Stable isotopic detection of ammonium and nitrate assimilation by phytoplankton in the Waquoit Bay estuarine system
Limnol. Oceanogr., 52(1), 2007, 144-155 | DOI: 10.4319/lo.2007.52.1.0144
ABSTRACT: We measured concentration and δ15N of chlorophyll a (Chl a), NO3-, and NH4+ along a salinity gradient in Childs River, Massachusetts, in winter, spring, and summer. We used the δ15N of Chl a as a proxy for the phytoplankton δ15N to minimize potential ambiguities from other material in seston. NO3- concentration ranged from 0 to 50 µmol L21 and NH4+ from 0 to 8 µmol L-1; both forms decreased with increasing salinity. NO3- concentration was generally higher than NH4+. Chl a concentrations ranged between 1 and 15 mg m-3 in winterspring and had a summer midestuarine peak of 95 mg m-3. The δ15N of NO3- and NH4+ ranged from -10‰ to +7‰ and -3‰ to +13‰, respectively, and decreased approximately linearly with increasing salinity.

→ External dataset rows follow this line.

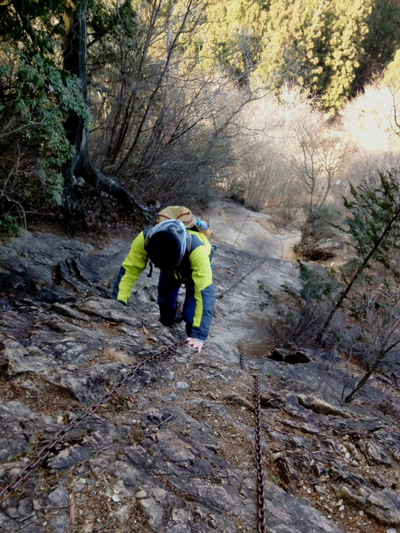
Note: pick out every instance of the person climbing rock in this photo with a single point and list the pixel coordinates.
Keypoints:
(179, 246)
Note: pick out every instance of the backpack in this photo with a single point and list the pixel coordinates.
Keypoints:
(177, 212)
(190, 221)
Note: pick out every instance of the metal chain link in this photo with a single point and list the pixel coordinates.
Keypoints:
(261, 514)
(45, 451)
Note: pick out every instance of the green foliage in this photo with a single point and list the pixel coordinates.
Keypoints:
(45, 96)
(300, 311)
(329, 48)
(374, 222)
(9, 225)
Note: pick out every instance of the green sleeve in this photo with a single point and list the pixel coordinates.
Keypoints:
(133, 265)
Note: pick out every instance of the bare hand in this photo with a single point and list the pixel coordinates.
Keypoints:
(196, 343)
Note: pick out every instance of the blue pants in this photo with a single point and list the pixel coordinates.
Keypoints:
(168, 289)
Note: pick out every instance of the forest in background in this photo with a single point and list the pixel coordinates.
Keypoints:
(279, 104)
(110, 109)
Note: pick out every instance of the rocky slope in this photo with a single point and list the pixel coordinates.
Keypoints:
(173, 450)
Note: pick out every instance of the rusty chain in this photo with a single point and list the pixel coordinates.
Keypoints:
(45, 451)
(262, 528)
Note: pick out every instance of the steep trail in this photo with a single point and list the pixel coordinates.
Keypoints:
(174, 452)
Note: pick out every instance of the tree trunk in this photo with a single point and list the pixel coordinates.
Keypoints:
(80, 165)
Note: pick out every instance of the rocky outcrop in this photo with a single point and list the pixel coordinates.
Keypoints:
(173, 450)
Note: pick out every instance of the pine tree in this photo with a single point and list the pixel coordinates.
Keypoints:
(374, 226)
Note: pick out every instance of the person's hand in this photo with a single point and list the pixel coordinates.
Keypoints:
(196, 343)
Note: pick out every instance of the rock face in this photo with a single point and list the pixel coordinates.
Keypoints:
(173, 450)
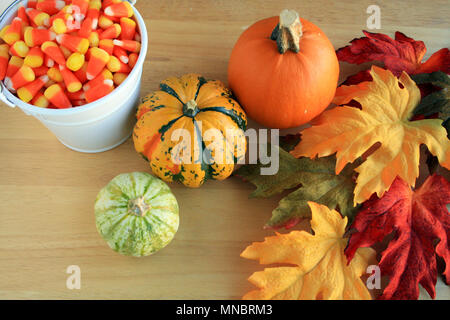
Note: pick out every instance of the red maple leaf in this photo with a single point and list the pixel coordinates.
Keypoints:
(398, 55)
(417, 219)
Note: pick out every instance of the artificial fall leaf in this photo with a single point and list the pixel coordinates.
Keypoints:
(402, 54)
(417, 219)
(387, 104)
(319, 267)
(318, 183)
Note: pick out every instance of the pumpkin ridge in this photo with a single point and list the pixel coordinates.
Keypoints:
(168, 89)
(201, 82)
(241, 123)
(204, 166)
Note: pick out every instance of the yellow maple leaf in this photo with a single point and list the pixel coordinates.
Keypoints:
(387, 105)
(320, 268)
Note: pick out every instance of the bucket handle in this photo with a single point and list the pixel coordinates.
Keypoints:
(4, 98)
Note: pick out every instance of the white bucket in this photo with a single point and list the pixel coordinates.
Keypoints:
(95, 127)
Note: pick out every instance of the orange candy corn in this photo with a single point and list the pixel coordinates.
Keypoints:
(99, 91)
(40, 71)
(19, 49)
(38, 17)
(75, 61)
(79, 95)
(27, 92)
(50, 6)
(34, 58)
(54, 74)
(93, 12)
(14, 65)
(13, 32)
(104, 75)
(121, 54)
(4, 60)
(129, 45)
(40, 100)
(132, 59)
(52, 50)
(73, 43)
(57, 97)
(111, 32)
(22, 77)
(86, 28)
(104, 22)
(97, 62)
(80, 8)
(81, 73)
(36, 37)
(128, 29)
(119, 77)
(70, 80)
(107, 45)
(119, 10)
(22, 14)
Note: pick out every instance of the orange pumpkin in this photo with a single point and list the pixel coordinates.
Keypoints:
(283, 70)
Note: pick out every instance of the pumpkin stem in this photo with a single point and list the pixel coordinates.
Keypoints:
(138, 207)
(190, 108)
(288, 32)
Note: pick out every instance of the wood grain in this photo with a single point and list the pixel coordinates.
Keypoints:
(47, 191)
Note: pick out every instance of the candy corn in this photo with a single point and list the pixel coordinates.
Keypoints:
(57, 97)
(14, 65)
(132, 59)
(52, 50)
(70, 80)
(73, 43)
(119, 10)
(64, 53)
(38, 17)
(129, 45)
(94, 12)
(13, 32)
(48, 62)
(50, 6)
(35, 37)
(99, 91)
(104, 75)
(40, 100)
(75, 61)
(34, 58)
(104, 22)
(119, 77)
(22, 77)
(79, 95)
(81, 73)
(128, 29)
(121, 54)
(22, 14)
(93, 39)
(80, 8)
(115, 65)
(111, 32)
(98, 60)
(40, 71)
(4, 60)
(54, 74)
(27, 92)
(19, 49)
(107, 45)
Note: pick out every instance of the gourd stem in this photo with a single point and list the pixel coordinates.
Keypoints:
(288, 32)
(138, 207)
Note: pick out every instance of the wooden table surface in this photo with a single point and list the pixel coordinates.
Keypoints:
(47, 191)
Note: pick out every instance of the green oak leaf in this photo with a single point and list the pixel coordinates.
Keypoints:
(315, 180)
(438, 101)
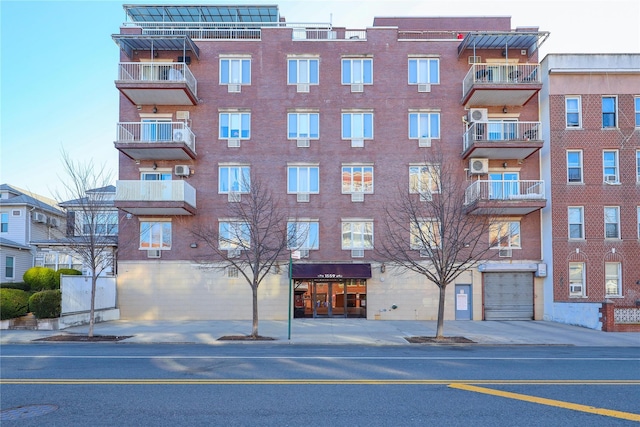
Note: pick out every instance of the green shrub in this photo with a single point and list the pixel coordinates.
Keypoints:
(13, 303)
(40, 278)
(66, 272)
(15, 285)
(46, 304)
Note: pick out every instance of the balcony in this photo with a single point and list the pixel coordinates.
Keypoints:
(156, 141)
(500, 84)
(156, 197)
(504, 197)
(502, 140)
(157, 83)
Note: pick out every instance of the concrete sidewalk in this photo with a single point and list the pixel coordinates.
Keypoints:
(343, 331)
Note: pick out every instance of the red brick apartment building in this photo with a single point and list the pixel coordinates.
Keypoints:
(209, 94)
(591, 165)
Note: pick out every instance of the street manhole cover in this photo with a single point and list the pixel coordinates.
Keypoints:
(26, 411)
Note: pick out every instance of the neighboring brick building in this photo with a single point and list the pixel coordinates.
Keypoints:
(340, 106)
(591, 165)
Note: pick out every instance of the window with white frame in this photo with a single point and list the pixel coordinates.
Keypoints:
(357, 179)
(357, 234)
(357, 70)
(234, 179)
(610, 168)
(425, 234)
(9, 263)
(155, 235)
(574, 166)
(302, 71)
(609, 112)
(573, 111)
(505, 235)
(357, 125)
(423, 180)
(424, 71)
(424, 125)
(303, 235)
(235, 125)
(613, 279)
(577, 279)
(303, 125)
(235, 71)
(612, 222)
(234, 235)
(576, 222)
(303, 179)
(4, 222)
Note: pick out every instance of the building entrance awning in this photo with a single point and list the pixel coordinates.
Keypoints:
(331, 271)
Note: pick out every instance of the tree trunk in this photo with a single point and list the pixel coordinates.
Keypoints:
(254, 294)
(440, 329)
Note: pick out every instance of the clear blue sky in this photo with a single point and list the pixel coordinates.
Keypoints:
(59, 63)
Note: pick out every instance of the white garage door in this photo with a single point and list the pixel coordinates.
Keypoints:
(508, 296)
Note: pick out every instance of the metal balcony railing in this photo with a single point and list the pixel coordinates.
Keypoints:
(497, 190)
(157, 72)
(156, 132)
(500, 131)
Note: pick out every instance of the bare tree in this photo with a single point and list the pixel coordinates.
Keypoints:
(91, 235)
(252, 239)
(428, 230)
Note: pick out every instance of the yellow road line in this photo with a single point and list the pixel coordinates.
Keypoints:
(170, 381)
(549, 402)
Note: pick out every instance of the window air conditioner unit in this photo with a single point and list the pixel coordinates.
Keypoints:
(180, 135)
(182, 170)
(39, 217)
(478, 166)
(478, 115)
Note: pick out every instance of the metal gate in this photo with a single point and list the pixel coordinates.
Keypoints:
(508, 296)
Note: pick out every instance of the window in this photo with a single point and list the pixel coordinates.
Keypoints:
(505, 235)
(4, 222)
(235, 71)
(235, 126)
(610, 166)
(303, 125)
(8, 267)
(425, 234)
(234, 179)
(574, 166)
(423, 180)
(155, 235)
(611, 222)
(609, 112)
(104, 223)
(573, 111)
(357, 71)
(424, 125)
(576, 222)
(357, 179)
(303, 179)
(303, 71)
(303, 235)
(357, 234)
(576, 279)
(357, 125)
(234, 235)
(424, 70)
(613, 284)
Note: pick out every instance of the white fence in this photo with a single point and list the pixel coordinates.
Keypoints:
(76, 293)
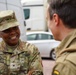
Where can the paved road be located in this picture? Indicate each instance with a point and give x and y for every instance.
(47, 66)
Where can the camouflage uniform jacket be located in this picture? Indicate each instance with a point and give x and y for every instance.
(23, 59)
(66, 56)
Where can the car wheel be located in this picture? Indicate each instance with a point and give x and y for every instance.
(52, 54)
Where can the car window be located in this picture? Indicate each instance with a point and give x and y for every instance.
(32, 37)
(45, 37)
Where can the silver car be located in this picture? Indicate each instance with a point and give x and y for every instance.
(44, 41)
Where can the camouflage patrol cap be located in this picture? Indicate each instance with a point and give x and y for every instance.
(7, 19)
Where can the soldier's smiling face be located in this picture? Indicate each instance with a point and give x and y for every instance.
(11, 35)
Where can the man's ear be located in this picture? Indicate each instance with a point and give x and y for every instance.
(56, 19)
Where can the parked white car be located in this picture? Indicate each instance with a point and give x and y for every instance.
(44, 41)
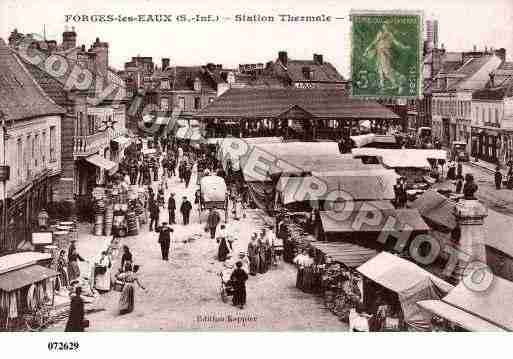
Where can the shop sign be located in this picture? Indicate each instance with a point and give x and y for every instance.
(5, 172)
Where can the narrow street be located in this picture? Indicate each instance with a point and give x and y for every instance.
(498, 200)
(187, 287)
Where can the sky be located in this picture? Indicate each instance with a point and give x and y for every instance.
(462, 24)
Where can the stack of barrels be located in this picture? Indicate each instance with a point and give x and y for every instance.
(72, 228)
(132, 223)
(99, 211)
(109, 216)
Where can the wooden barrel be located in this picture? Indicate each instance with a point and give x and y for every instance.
(98, 225)
(61, 239)
(99, 206)
(109, 216)
(73, 228)
(131, 222)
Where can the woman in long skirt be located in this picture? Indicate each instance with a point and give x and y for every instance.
(102, 273)
(73, 268)
(253, 256)
(239, 278)
(223, 250)
(127, 298)
(263, 247)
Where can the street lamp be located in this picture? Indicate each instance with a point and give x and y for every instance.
(4, 177)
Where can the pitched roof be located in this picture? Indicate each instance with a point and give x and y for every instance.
(49, 84)
(320, 72)
(472, 78)
(182, 78)
(20, 95)
(272, 102)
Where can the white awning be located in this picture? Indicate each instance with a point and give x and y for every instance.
(104, 163)
(398, 274)
(462, 318)
(121, 140)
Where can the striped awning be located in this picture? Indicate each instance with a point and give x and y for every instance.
(102, 162)
(22, 277)
(348, 254)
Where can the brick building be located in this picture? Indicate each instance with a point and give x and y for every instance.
(30, 145)
(94, 126)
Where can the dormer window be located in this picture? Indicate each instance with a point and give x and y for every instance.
(164, 84)
(197, 84)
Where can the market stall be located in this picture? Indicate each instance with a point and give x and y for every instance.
(26, 284)
(371, 227)
(392, 287)
(322, 189)
(339, 283)
(413, 164)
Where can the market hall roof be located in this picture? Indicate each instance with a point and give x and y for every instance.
(20, 95)
(272, 103)
(374, 220)
(492, 305)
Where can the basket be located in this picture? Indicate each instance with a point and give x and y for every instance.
(118, 286)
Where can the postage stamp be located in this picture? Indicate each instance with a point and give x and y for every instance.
(386, 53)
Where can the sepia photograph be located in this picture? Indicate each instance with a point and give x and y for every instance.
(263, 167)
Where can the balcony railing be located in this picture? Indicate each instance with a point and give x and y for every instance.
(90, 144)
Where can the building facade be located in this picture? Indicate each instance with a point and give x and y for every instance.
(93, 132)
(460, 75)
(492, 118)
(30, 146)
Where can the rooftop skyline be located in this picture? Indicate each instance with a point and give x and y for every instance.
(462, 24)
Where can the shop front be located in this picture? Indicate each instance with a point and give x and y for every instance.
(23, 208)
(486, 144)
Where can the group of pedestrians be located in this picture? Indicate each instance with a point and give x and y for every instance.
(261, 251)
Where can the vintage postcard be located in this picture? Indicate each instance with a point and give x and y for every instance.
(302, 166)
(387, 50)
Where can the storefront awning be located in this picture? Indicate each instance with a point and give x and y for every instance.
(348, 254)
(14, 261)
(103, 163)
(22, 277)
(460, 317)
(121, 140)
(398, 274)
(189, 133)
(491, 304)
(371, 219)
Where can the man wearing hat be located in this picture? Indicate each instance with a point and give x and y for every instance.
(171, 207)
(185, 208)
(165, 232)
(213, 220)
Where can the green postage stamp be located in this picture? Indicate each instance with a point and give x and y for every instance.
(386, 54)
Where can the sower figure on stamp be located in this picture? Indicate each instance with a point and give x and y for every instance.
(381, 50)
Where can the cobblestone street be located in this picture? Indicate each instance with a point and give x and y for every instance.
(187, 287)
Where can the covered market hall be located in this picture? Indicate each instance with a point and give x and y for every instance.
(291, 113)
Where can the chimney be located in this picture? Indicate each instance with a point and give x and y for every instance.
(69, 39)
(318, 59)
(101, 60)
(492, 77)
(470, 215)
(501, 53)
(282, 56)
(306, 72)
(165, 63)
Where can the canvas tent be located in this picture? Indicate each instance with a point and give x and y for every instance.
(478, 310)
(359, 185)
(411, 283)
(402, 158)
(351, 255)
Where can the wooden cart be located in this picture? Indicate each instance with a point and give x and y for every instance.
(213, 193)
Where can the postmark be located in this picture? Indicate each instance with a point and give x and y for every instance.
(386, 54)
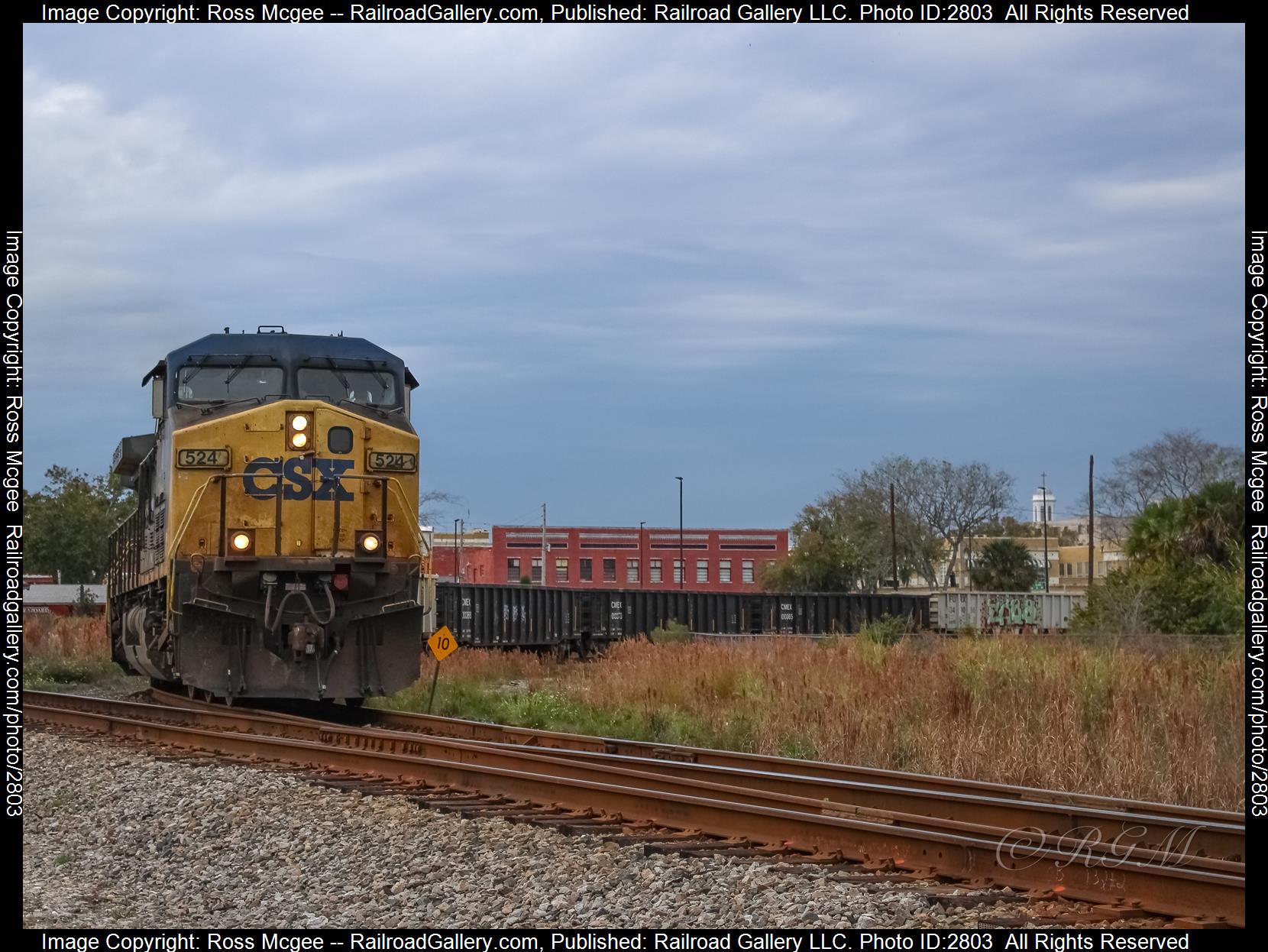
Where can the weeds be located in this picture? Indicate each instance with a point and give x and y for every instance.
(1156, 719)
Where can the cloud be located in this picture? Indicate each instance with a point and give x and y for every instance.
(793, 231)
(1220, 188)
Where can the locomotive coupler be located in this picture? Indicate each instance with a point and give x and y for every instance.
(307, 640)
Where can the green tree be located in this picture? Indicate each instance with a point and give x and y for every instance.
(1186, 571)
(65, 525)
(1004, 565)
(940, 504)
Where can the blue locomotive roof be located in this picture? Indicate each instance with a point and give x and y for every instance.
(286, 349)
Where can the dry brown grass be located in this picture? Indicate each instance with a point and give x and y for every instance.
(1150, 719)
(65, 650)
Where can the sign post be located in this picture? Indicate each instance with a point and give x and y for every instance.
(442, 644)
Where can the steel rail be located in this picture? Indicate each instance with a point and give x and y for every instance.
(1105, 831)
(1004, 819)
(1173, 890)
(765, 763)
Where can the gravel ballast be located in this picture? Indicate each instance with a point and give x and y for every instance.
(117, 838)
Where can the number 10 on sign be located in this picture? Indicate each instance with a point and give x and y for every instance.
(442, 644)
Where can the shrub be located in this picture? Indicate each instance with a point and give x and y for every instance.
(885, 630)
(670, 633)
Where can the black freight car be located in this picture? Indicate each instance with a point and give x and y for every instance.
(529, 617)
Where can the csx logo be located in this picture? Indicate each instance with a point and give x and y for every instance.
(297, 478)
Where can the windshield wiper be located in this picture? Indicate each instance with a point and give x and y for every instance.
(238, 369)
(334, 369)
(382, 380)
(367, 406)
(216, 405)
(198, 368)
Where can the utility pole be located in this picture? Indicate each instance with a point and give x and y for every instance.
(893, 538)
(543, 546)
(1092, 550)
(682, 561)
(1044, 513)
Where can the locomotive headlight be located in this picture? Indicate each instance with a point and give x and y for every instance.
(369, 542)
(297, 426)
(241, 542)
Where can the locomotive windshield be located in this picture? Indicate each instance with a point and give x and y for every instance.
(370, 388)
(215, 383)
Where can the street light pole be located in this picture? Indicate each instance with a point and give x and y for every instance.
(641, 565)
(682, 561)
(1044, 513)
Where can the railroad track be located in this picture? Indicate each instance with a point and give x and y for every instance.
(1129, 859)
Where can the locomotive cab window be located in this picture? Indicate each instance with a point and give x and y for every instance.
(215, 383)
(367, 388)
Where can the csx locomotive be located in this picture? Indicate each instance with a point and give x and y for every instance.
(276, 550)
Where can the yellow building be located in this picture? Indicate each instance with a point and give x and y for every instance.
(1072, 571)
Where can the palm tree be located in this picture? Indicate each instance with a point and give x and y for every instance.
(1004, 565)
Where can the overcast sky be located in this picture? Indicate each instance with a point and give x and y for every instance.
(614, 255)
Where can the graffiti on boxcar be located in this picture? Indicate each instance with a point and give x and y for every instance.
(1007, 610)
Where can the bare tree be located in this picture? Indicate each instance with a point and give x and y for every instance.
(1178, 465)
(940, 502)
(434, 502)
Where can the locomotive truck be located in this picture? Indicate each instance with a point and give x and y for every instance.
(276, 549)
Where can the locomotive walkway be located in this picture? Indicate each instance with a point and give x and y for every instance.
(1129, 857)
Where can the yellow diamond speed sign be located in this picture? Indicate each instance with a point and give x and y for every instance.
(443, 644)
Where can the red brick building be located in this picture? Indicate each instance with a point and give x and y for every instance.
(615, 557)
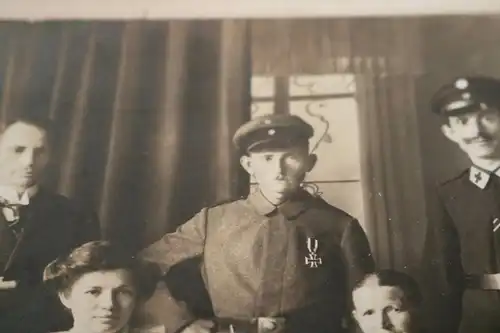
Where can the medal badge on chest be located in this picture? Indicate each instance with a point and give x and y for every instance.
(312, 259)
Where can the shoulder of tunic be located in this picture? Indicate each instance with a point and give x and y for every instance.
(151, 329)
(451, 185)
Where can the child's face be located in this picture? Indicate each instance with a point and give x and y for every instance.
(381, 309)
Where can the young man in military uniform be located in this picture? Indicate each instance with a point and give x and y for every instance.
(280, 260)
(466, 236)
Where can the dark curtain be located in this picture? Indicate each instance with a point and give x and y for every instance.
(144, 113)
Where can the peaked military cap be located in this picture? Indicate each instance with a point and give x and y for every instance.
(272, 131)
(467, 94)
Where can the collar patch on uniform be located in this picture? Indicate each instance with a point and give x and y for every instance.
(479, 177)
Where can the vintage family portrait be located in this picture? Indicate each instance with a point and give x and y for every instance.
(319, 175)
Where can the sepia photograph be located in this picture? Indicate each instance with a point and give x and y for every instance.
(329, 174)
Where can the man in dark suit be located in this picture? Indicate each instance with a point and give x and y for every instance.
(36, 226)
(465, 240)
(280, 260)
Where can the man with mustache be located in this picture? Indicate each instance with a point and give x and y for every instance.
(466, 236)
(279, 260)
(36, 226)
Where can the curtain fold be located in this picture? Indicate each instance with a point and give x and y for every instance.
(392, 173)
(143, 111)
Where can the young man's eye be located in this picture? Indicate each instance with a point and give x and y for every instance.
(368, 313)
(93, 292)
(19, 150)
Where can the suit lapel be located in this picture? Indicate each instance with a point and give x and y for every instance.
(30, 226)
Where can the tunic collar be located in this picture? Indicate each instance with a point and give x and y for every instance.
(480, 177)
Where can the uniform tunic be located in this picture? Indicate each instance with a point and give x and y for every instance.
(469, 205)
(254, 259)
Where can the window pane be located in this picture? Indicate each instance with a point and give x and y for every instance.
(311, 85)
(262, 86)
(336, 127)
(346, 196)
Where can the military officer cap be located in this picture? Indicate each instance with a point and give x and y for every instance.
(467, 94)
(272, 131)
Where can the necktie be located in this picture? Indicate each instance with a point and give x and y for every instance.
(11, 232)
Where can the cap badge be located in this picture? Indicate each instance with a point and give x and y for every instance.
(457, 105)
(461, 84)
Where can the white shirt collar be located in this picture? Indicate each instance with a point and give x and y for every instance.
(11, 195)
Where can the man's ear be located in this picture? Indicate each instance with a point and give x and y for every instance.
(311, 162)
(354, 314)
(246, 163)
(448, 132)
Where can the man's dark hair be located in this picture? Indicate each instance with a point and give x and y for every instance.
(42, 122)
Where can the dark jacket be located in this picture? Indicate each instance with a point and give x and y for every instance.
(462, 242)
(53, 226)
(254, 259)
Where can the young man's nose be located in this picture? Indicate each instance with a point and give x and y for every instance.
(385, 321)
(107, 300)
(27, 158)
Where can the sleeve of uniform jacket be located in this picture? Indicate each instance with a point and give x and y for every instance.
(186, 242)
(357, 253)
(442, 272)
(173, 248)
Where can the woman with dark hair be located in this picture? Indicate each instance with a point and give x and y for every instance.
(102, 286)
(387, 301)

The δ15N of NO3- reflected the predominance of groundwater as the source of NO3- to the estuary, whereas the δ15N of NH4+ indicated that regeneration was the main NH4+ source. Throughout the estuary, NO3- was isotopically lighter than NH4+. Phytoplankton δ15N increased from winter to summer and was relatively invariant with salinity, in contrast to the δ15N of dissolved inorganic nitrogen. A comparison of the δ15N of phytoplankton, NO3-, and NH4+ indicated that phytoplankton in Childs River derived 53% to 97% of their N from NH4+. Phytoplankton acquired their stable nitrogen isotopic ratio upstream, then maintained that ratio during downstream transport. The fractionation factor for phytoplankton NH4+ uptake was +4.0‰ ± 0.6‰, which was in the lower range of other estimates, indicating that phytoplankton might have been N limited.